In an earlier post, I mentioned that I have been trying to work out how to form the cortical.is retina using HTMs.
This effort has led me to work through what operations are being performed by HTMs and how to compute with these primitives. The basic task of the conversion between a stream of data and a spatial distribution of the semantically related SDRs requires that the somewhere in the computations there is a sense of location in the cell bodies.
I also wanted to work within the restriction of biological plausibility when considering mechanisms; this is what I came up with.
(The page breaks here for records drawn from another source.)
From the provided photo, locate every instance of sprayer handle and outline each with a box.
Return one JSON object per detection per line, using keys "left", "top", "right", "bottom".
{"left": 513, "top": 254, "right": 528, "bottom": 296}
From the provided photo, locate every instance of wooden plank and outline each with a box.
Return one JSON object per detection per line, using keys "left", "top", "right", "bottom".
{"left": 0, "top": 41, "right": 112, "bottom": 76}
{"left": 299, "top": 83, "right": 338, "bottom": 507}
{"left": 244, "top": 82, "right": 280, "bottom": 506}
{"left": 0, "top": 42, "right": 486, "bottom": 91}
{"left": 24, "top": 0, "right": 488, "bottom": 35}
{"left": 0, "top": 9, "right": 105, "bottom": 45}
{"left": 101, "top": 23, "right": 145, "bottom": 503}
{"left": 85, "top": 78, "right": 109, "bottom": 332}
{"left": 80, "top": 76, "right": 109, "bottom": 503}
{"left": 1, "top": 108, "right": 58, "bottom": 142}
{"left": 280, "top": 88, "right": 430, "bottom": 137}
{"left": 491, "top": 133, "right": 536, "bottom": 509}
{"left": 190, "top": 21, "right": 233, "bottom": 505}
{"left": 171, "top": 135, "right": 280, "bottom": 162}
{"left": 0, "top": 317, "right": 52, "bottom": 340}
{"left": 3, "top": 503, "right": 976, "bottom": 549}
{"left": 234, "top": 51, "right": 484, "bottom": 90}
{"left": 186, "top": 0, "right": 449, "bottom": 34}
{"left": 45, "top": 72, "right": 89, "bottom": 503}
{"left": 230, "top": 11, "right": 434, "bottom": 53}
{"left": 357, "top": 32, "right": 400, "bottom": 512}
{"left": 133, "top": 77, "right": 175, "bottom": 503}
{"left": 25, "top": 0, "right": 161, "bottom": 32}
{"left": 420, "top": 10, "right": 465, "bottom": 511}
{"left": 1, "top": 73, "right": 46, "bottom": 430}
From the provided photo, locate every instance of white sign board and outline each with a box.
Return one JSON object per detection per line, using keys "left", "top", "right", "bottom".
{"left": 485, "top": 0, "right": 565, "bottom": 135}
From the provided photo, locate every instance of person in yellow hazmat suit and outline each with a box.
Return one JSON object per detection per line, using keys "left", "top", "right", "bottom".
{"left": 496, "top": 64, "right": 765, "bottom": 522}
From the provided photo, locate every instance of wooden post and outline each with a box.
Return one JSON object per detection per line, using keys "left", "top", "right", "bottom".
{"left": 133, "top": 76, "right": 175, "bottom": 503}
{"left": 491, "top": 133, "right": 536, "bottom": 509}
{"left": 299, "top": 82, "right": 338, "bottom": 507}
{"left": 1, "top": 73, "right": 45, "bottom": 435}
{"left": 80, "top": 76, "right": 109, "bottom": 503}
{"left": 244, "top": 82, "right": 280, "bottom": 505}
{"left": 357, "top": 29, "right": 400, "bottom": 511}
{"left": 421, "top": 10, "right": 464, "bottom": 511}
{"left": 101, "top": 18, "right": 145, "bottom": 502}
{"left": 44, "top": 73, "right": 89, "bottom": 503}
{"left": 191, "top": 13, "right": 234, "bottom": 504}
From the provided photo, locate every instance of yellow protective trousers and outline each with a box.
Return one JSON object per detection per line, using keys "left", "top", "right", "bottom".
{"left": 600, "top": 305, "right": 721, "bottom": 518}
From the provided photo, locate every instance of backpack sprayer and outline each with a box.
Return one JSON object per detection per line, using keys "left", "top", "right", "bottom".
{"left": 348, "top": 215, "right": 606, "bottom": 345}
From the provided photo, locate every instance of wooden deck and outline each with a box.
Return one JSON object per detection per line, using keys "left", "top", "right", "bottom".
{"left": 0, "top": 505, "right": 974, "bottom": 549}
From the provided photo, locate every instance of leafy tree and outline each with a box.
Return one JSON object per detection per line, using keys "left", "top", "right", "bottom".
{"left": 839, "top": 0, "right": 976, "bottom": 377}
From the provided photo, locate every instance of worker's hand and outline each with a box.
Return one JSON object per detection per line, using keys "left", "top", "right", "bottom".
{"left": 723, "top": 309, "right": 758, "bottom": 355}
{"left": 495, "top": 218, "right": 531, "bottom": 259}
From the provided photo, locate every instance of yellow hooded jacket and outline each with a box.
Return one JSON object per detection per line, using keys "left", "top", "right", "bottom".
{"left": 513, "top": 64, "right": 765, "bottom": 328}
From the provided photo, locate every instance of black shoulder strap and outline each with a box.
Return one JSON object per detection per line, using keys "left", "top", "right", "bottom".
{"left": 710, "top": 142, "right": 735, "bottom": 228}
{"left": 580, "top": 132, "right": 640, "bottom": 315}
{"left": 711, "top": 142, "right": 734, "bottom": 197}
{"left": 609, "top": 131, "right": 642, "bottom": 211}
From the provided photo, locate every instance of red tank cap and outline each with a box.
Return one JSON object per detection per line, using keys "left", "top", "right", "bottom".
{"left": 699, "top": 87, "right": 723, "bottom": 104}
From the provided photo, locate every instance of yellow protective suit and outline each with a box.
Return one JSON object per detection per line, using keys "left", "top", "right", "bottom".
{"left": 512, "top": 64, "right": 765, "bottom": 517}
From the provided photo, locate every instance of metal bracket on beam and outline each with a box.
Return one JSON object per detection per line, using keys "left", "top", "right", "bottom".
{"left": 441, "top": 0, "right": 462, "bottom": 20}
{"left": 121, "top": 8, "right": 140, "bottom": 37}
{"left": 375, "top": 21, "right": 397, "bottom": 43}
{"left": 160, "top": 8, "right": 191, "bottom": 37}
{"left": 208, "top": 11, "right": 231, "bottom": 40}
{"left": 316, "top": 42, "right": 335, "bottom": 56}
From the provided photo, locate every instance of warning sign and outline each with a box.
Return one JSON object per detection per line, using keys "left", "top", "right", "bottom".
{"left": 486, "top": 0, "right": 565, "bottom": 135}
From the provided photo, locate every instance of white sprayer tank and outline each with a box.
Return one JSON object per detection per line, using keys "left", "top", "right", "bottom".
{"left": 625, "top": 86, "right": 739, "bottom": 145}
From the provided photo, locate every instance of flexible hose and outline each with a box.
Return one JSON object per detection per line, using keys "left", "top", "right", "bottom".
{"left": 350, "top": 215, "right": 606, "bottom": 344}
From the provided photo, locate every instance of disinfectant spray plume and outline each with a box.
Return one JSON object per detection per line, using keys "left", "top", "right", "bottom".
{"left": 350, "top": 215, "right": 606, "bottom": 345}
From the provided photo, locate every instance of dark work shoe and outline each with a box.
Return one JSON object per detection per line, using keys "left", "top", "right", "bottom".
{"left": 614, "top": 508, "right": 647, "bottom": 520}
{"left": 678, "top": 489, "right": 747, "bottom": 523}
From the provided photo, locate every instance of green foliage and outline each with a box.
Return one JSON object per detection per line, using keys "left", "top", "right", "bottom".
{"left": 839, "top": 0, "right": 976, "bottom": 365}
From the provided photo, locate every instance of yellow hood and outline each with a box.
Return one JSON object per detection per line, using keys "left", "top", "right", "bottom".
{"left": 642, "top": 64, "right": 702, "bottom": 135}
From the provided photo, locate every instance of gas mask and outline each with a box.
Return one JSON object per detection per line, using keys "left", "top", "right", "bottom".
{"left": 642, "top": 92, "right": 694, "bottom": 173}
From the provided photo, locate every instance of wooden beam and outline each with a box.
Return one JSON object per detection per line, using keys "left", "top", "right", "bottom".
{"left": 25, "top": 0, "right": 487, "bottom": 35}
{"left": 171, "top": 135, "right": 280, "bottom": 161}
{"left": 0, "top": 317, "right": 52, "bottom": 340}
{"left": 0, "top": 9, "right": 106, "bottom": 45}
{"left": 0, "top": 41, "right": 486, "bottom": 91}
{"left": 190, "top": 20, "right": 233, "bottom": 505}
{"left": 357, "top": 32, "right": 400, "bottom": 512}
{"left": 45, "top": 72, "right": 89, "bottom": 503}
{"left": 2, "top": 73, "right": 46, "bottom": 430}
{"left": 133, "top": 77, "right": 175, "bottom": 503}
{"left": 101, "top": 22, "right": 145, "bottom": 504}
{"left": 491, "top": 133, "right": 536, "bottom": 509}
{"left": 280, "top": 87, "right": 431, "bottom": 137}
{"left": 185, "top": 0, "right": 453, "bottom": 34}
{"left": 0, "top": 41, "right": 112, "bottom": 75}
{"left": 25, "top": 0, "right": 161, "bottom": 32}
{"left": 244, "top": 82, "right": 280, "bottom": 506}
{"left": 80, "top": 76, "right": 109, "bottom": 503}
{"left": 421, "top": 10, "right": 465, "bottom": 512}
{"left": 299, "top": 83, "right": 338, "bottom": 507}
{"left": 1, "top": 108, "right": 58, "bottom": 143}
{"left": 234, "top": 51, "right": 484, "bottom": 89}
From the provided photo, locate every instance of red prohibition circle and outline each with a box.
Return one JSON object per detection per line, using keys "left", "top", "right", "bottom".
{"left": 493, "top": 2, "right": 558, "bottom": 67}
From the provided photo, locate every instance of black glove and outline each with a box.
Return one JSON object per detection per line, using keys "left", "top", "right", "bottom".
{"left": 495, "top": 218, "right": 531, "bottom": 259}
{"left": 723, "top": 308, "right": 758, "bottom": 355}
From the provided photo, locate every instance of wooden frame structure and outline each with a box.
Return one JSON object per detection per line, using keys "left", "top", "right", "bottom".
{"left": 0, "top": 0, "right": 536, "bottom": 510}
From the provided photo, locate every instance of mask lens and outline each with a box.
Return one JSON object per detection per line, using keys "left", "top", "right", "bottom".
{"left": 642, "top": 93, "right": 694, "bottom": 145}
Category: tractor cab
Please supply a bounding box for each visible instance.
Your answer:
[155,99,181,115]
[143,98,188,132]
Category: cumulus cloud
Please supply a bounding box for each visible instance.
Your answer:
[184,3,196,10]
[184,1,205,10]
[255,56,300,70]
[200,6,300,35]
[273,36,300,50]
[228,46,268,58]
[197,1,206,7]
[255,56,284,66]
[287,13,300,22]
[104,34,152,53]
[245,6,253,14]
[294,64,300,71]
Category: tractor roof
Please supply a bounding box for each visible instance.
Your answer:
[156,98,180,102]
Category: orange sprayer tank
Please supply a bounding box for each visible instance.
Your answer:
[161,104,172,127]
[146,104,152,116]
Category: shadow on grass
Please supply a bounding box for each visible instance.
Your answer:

Starting with the standard HTM cell assembly:
Changing to a straight-on point of view to the cortical sheet with a cell body in blue and the related SDR connections in gray:
I have overlayed an activation field. Note that the cell body could be anywhere in the sheet - there is no way for the SDR to learn how the cell is related to another or the applied activation field.
I propose that this could be addressed by making the SDRs path based. A reasonable sized collection of path shapes could be maintained in a small library. The SDR structure would have a pointer to its path shape and that is a permanent part of that SDR definition. This path is relative to the cell body position in the array.
What does this give us?
Consider this cell with three path based SDRs:
The red and blue SDRs are sampling the activation pattern, with the blue having a much higher overlap.
When I say overlap I am using the traditional Perceptron Eigenvector alignment language. This allows us to use the very rich mathematical tools that have been developed for analyzing the Perceptron. Consider the receptive field of the green path based SDR:
When working through the possible computation available this yields the possibility that two cells could reinforce each other in learning a pattern. In this example, the blue and orange cell share receptive fields so they present a pair of semantically meaningful activations to the next higher layer:
BTW: There is no requirement that the path is continuous - I am only showing that in this presentation because real dendrites are continuous and it is easier to visualize. Each potential synapse location is stored as an XY offset from the cell body. The path in the library is a list of XY offset pairs.
A possible extension is a list length parameter - a busy dendrite could grow.
An interesting side note on path based SDRs is the biologically plausible enforcement of scarcity - there could also be the metabolic equivalent of a growth promoter shared over the length of each path SDR. An "empty" dendrite could grow a lot from whatever activation it receives - a "full" dendrite would starve older synapses to reinforce new synapse learning.
Another tweak is that the distance between two connections could be an influencing factor in learning to enforce spacing of synapse growth.